Видя за это время так часто и так много смертей, мы положительно привыкли к смерти, она уже не действовала на наши нервы инстинктивным ужасом. Плохо было то, что большинство сестер не только не умело подготовить умирающих к переходу в иную жизнь, но, следуя одному из правил, преподаваемых на лекциях, мы прямо лгали больным, которые чувствовали приближение конца и спрашивали нас: «Очень я плох, сестрица, видно умирать надо?» Вот тут еще сказалась пропасть между мировоззрением простого народа и интеллигенции. Оторванные от народа, воспитанные врачами и обслуживающие интеллигенцию, сестры утешали простых солдат обманом, так, как они привыкли это делать среди людей богатых классов, забыв или не ведая, что народ смотрит совсем иначе на свой конец и иначе к нему относится.
Удивительна была также жизнерадостность многих тяжелораненых. Чуть становилось полегче, они уже балагурили, шутили, смеялись. Один из них, молодой солдат Глущенко, был ранен шрапнелью в бедро с раздроблением кости и на всю жизнь остался калекой. Несколько недель он пролежал ничком или на одном боку; но не только я никогда не слыхала от него никаких жалоб на судьбу, а, напротив, если зайдешь в его палату, и слышишь смех среди солдат, и спросишь в чем дело, оказывается, Глущенко балагурит и потешает соседей.

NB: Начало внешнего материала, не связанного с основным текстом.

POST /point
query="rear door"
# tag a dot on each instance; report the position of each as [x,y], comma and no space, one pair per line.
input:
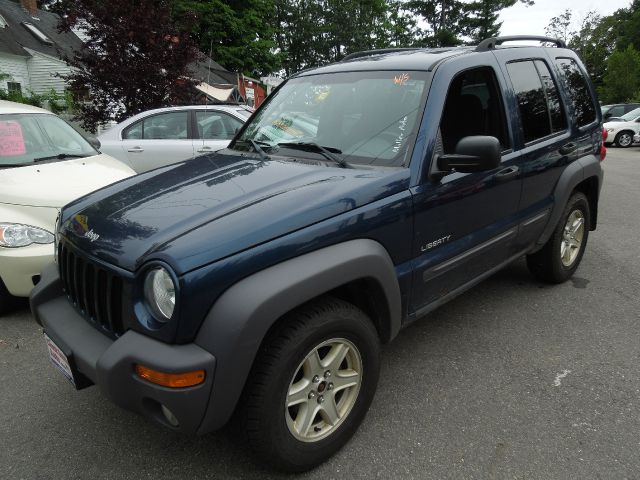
[465,223]
[158,140]
[214,130]
[544,135]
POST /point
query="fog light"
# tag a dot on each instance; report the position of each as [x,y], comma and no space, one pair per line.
[171,418]
[171,380]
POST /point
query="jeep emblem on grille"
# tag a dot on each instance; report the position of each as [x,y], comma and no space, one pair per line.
[91,236]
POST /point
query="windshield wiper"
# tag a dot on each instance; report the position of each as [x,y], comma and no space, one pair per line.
[60,156]
[314,147]
[257,148]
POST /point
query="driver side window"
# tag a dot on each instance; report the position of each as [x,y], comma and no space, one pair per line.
[473,107]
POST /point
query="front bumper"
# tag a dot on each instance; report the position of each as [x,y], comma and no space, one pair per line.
[20,266]
[110,364]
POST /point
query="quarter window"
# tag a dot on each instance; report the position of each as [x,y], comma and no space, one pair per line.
[556,112]
[541,111]
[584,108]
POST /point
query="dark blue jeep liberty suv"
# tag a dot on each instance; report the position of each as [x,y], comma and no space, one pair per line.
[258,282]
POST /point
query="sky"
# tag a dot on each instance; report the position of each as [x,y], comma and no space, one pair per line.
[521,20]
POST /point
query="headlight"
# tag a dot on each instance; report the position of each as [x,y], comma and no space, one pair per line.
[16,235]
[160,294]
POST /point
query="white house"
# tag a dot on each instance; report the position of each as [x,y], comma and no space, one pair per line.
[32,49]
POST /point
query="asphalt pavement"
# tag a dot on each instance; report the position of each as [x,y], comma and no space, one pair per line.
[514,379]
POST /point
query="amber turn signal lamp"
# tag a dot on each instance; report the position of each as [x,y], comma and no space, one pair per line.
[171,380]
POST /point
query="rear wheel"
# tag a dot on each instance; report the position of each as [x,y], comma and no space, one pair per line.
[311,385]
[624,139]
[561,255]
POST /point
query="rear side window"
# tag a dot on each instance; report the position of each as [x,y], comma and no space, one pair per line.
[539,104]
[584,107]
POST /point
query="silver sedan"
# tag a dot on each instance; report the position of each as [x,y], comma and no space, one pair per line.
[167,135]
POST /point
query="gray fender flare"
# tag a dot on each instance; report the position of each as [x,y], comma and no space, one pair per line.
[239,320]
[574,174]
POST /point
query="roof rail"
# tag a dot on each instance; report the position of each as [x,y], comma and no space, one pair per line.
[491,43]
[367,53]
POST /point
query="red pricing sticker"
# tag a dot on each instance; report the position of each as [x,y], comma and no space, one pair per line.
[11,139]
[401,79]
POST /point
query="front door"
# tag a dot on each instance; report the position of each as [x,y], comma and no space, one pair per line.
[214,130]
[158,140]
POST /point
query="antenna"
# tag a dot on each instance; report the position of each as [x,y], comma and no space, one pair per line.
[206,95]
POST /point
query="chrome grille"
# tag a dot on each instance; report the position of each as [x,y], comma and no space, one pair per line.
[94,291]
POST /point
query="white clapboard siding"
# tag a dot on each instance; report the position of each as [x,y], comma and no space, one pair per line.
[43,71]
[16,67]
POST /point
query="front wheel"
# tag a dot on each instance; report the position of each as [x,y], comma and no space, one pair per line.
[311,385]
[624,139]
[561,255]
[7,301]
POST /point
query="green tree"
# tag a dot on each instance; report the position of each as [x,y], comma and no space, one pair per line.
[402,26]
[137,57]
[622,80]
[561,26]
[594,41]
[480,18]
[240,35]
[628,26]
[444,21]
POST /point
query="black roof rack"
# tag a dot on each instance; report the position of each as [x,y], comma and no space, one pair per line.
[491,43]
[368,53]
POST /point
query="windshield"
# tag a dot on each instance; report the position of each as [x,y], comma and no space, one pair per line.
[28,137]
[361,117]
[631,116]
[244,113]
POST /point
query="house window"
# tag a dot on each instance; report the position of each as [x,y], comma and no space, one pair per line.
[37,33]
[14,88]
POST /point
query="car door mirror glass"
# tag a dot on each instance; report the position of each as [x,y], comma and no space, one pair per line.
[94,142]
[472,154]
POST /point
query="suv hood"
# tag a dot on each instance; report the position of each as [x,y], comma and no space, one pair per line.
[196,212]
[56,183]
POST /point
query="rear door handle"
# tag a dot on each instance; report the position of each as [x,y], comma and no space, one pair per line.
[507,173]
[568,148]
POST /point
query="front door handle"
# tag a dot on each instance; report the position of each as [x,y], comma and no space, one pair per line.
[507,173]
[568,148]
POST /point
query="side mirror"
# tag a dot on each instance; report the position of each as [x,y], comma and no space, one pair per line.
[94,142]
[472,154]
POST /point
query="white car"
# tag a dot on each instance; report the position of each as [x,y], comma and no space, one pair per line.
[621,133]
[44,164]
[168,135]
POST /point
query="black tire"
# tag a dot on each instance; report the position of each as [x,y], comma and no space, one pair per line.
[263,410]
[7,301]
[624,139]
[547,264]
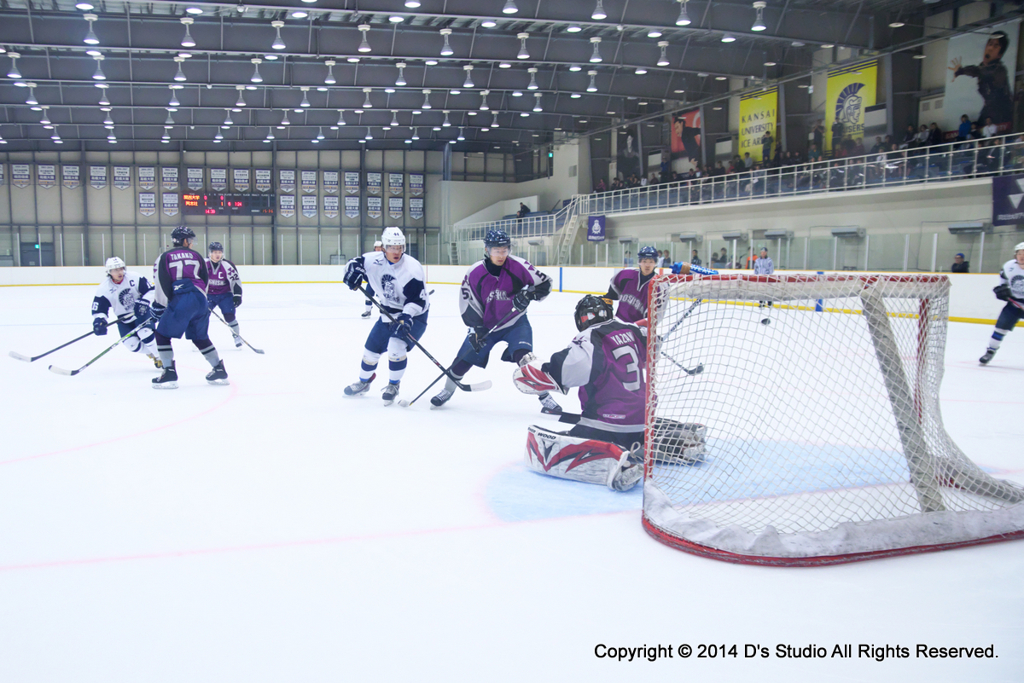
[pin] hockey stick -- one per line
(465, 387)
(72, 373)
(258, 350)
(513, 313)
(20, 356)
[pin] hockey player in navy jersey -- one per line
(495, 295)
(378, 246)
(225, 288)
(128, 296)
(180, 305)
(606, 360)
(1011, 290)
(399, 283)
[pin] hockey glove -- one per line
(476, 338)
(354, 274)
(141, 309)
(522, 298)
(401, 326)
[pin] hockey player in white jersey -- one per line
(400, 285)
(378, 246)
(124, 294)
(1011, 290)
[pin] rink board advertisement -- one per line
(1008, 200)
(758, 115)
(850, 89)
(980, 78)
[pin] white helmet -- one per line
(113, 263)
(393, 237)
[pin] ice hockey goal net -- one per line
(808, 431)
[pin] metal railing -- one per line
(940, 163)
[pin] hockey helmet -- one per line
(180, 233)
(647, 252)
(591, 310)
(113, 263)
(392, 237)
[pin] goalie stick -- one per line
(22, 356)
(72, 373)
(258, 350)
(512, 313)
(465, 387)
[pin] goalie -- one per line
(606, 360)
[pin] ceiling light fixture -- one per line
(684, 18)
(663, 60)
(180, 76)
(446, 50)
(279, 43)
(759, 20)
(364, 44)
(90, 37)
(187, 40)
(523, 54)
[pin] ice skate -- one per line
(441, 397)
(549, 407)
(167, 380)
(217, 375)
(355, 388)
(390, 392)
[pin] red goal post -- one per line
(818, 419)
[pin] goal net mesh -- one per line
(796, 420)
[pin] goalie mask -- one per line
(591, 310)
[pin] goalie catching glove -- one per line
(529, 379)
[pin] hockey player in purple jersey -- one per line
(180, 306)
(606, 360)
(224, 289)
(630, 287)
(496, 293)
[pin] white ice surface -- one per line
(274, 530)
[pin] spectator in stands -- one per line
(960, 265)
(766, 141)
(964, 131)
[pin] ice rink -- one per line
(275, 530)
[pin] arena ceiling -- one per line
(500, 74)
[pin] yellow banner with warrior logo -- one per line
(850, 90)
(758, 116)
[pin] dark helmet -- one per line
(647, 252)
(497, 239)
(181, 233)
(591, 310)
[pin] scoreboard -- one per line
(238, 204)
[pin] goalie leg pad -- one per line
(591, 461)
(532, 380)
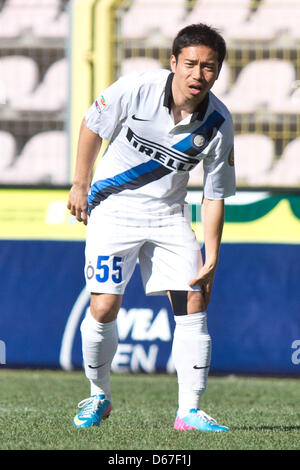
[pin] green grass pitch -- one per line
(37, 408)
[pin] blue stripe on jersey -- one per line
(134, 178)
(187, 145)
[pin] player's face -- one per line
(195, 72)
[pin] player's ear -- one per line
(173, 63)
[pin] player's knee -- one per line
(104, 307)
(187, 302)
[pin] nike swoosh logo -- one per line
(138, 119)
(79, 421)
(96, 367)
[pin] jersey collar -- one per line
(198, 114)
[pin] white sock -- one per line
(99, 345)
(191, 347)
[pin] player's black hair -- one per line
(199, 34)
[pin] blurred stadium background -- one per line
(55, 57)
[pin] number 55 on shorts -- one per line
(106, 272)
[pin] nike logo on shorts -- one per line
(139, 119)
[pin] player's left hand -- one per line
(204, 279)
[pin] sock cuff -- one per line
(195, 323)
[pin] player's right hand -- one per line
(78, 202)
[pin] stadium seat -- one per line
(286, 171)
(50, 94)
(18, 16)
(8, 149)
(57, 28)
(222, 14)
(18, 75)
(254, 155)
(43, 160)
(272, 18)
(136, 64)
(258, 83)
(147, 16)
(289, 105)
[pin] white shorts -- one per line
(167, 250)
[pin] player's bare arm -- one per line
(89, 145)
(213, 220)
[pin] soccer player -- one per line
(159, 125)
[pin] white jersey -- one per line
(145, 168)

Тот же пример терпения и мужества являли и наши раненые офицеры. Тяжелее и опаснее всех был подполковник П-вский. Долгое время жизнь его висела на волоске, два месяца он пролежал на спине неподвижно; страдания были так невыносимы, что он ломал себе руки от боли, но никогда ни нетерпения, ни лишнего требования никто из нас от него не слыхал и, несмотря на тяжелое состояние, он всегда был ясный, приветливый. Вообще эта партия раненых невольно импонировала нашему красно-крестному персоналу, впервые, может быть, столкнувшемуся с доблестными строевыми офицерами, которые одним своим нравственным обликом заставили их запрятать поглубже обычное свое недоброжелательство и всякие нарекания.
К половине ноября госпиталь наш наконец привелся в порядок для зимы, потеплел и стал казаться даже как будто уютным. Большой портрет Государыни украшал одну из стен, искусно задрапированный в красную и белую материю. Ровными рядами стояли койки, маленький дежурный столик ютился у стены перегородки и ночью освещался слабым светом свечки, когда остальная часть палаты погружалась в полумрак и тишину. Так хорошо казалось в этой палате, и мило все было в ней.

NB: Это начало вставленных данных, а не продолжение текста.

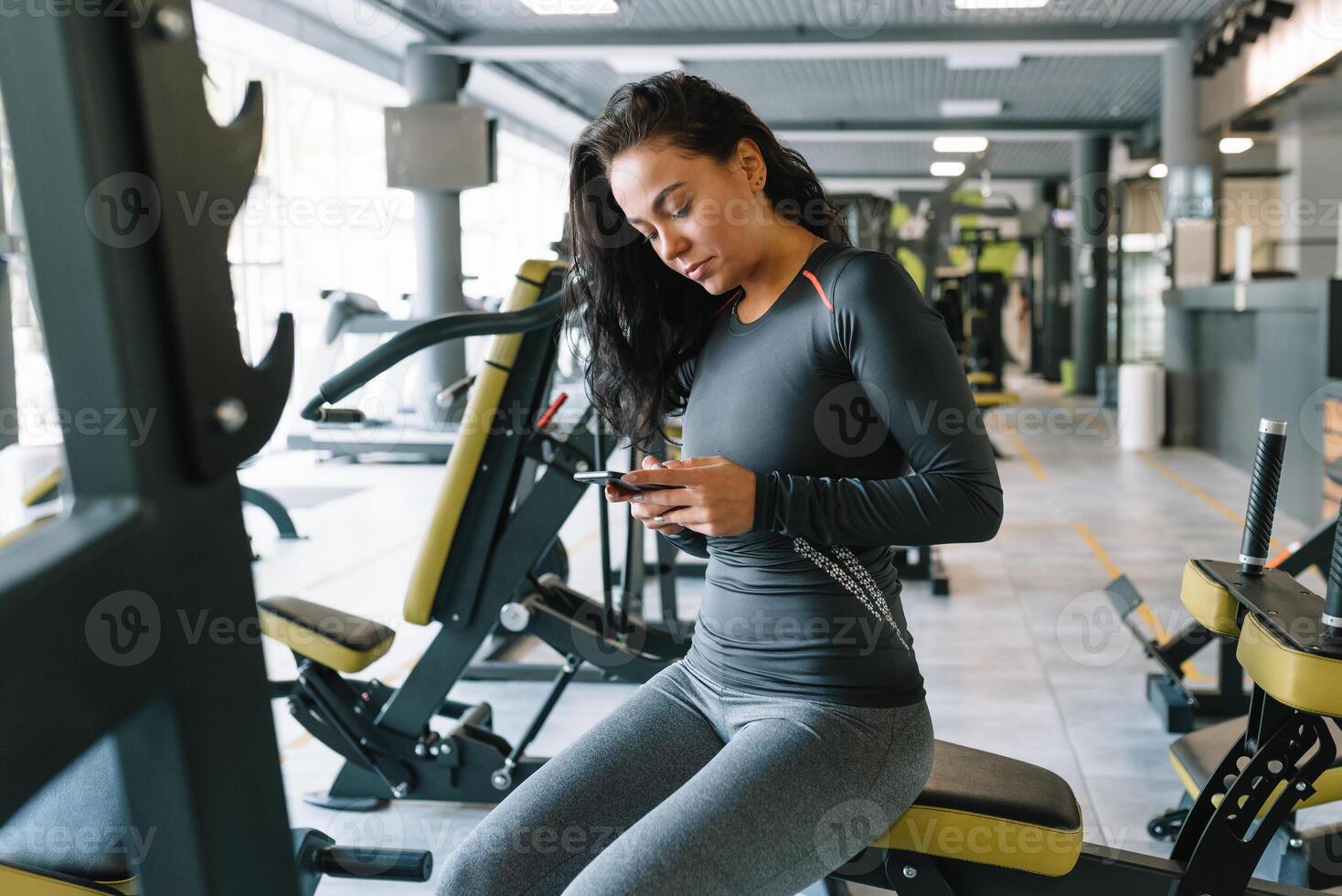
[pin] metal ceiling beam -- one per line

Проработав целый день, каждая на своем дежурстве, мы собирались часам к девяти вечера в своем домике и за чашкой чая делились дневными впечатлениями, рассказывали друг другу забавные эпизоды, порой хохотали до упаду над каким-нибудь пустяком. В этих наших отношениях хорошо было то редкое среди женщин явление, что у нас было настоящее товарищество. Мы отлично относились друг к другу, готовы были стоять друг за друга горой, - вместе с тем совершенно отсутствовала чисто женская черта копаться в чужой душе и интимной жизни.
Однако, несмотря на столько хороших данных, я была заражена общим недугом почти всех сестер - стремлением на юг. Приблизительно в это время в «Вестнике Манчжурских Армий» было напечатано сенсационное известие об одной сестре, перешедшей в японский лагерь с целью быть отправленной в Мацуяму и служить там нашим раненым. Рассказ этот был передан с ореолом героизма и окончательно вскружил мне голову. Добиться перевода на юг, ближе к позициям, быть в непосредственной близости к будущему бою стало моей заветной мечтой.